Evil Eyes Sea is preoccupied with objects: how they become imbued with their owners' lives and remain after those people are gone. In her autobiographically-inspired graphic novel, Özge Samancı skillfully intersperses her drawings with mixed media objects—especially evil eyes—in a compelling examination of what it means to be a woman in Turkey’s male-centric culture.
Samancı's stand-in is Ece, a student at Bosphorus University. The women live together in cramped dorms with no hot water or refrigerators, making the best of limited funds. Ece’s friend, Meltem, encounters unwanted attention for her beauty, while Ece takes pride in her Medusa-like curls and has a penchant for risk-taking. Early on, a striking illustration sees Ece lying in the dorm, with an evil eye in place of her head. She cannot fall asleep and we soon learn
the reason why.
An evil eye wards against a malevolent gaze and its size correlates to the space or person it protects. A baby would have a very small one, for example. In one memory, Ece and Meltem visit the Basilica Cirsten and make a wish to gain the “evil eye” or “Medusa gaze,” with which they attempt to right the various injustices they encounter. Samancı suggests this stare is one of the few methods women have to push back against a society that silences, exploits, or seeks to own them.

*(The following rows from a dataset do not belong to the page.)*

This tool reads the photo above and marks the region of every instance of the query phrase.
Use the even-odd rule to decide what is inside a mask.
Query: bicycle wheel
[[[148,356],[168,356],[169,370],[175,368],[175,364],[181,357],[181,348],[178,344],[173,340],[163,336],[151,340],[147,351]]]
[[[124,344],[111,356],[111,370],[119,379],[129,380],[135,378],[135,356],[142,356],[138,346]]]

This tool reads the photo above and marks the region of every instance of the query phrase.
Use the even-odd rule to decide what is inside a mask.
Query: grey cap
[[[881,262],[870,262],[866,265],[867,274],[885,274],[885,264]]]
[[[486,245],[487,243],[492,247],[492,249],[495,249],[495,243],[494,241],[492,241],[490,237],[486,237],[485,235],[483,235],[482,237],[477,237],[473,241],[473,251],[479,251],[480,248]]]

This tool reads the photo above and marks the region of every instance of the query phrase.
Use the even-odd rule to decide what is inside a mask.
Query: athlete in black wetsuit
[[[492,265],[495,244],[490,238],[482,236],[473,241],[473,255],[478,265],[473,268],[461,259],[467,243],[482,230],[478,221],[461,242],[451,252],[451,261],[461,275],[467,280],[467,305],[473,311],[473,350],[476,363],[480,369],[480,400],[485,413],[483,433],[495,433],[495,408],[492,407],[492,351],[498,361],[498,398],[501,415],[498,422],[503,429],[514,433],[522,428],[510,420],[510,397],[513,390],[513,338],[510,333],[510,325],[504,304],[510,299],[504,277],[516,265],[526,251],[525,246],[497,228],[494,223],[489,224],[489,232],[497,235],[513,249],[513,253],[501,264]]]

The other part of Samancı's title, the sea, is a potent metaphorical space. Even though the water is “owned by men,” it begins as a site of freedom for the scuba-diving friends. When they witness a car plunging into the sea, with a woman still inside, the water becomes a place of terror and discovery. Their failure to save this woman haunts Ece and Meltem—the “sea” allows them to “see” what was previously hidden about the dark underbelly of Turkish politics. The novel, which begins as a patchwork of memories, then turns into a surprisingly gripping heist narrative complete with dead bodies, criminals, and a high-stakes treasure hunt.
Like the ocean itself, Samancı's writing floats over a world of nuances. She writes: “Meltem and I found a dead body. Her name was Selen.” This quote delicately parses the line between a lifeless object and its former personhood. Selen’s death, and her remaining possessions, unlock Turkey’s political corruption, but also its more insidious treatment of women as disposable objects. The sharp observations on Turkish culture are matched by highly metaphorical imagery and vivid characters. Ece boldly drives the narrative, pushing her friend to uncover the mystery of the woman’s death, even as the moral waters become increasingly murky for both of them. Samancı smartly chooses to peel back the layers of her main character throughout the novel, allowing us to speculate on Ece’s motivations until the very end.
Evil Eyes Sea is a work that turns its powerful, Medusa-like gaze on womanhood, corruption, and moral responsibility while still being an entertaining, fast-paced read. Taking the plunge into its watery depths is a rewarding experience.
Evil Eyes Sea is available at most bookstores and through the Uncivilized Books website.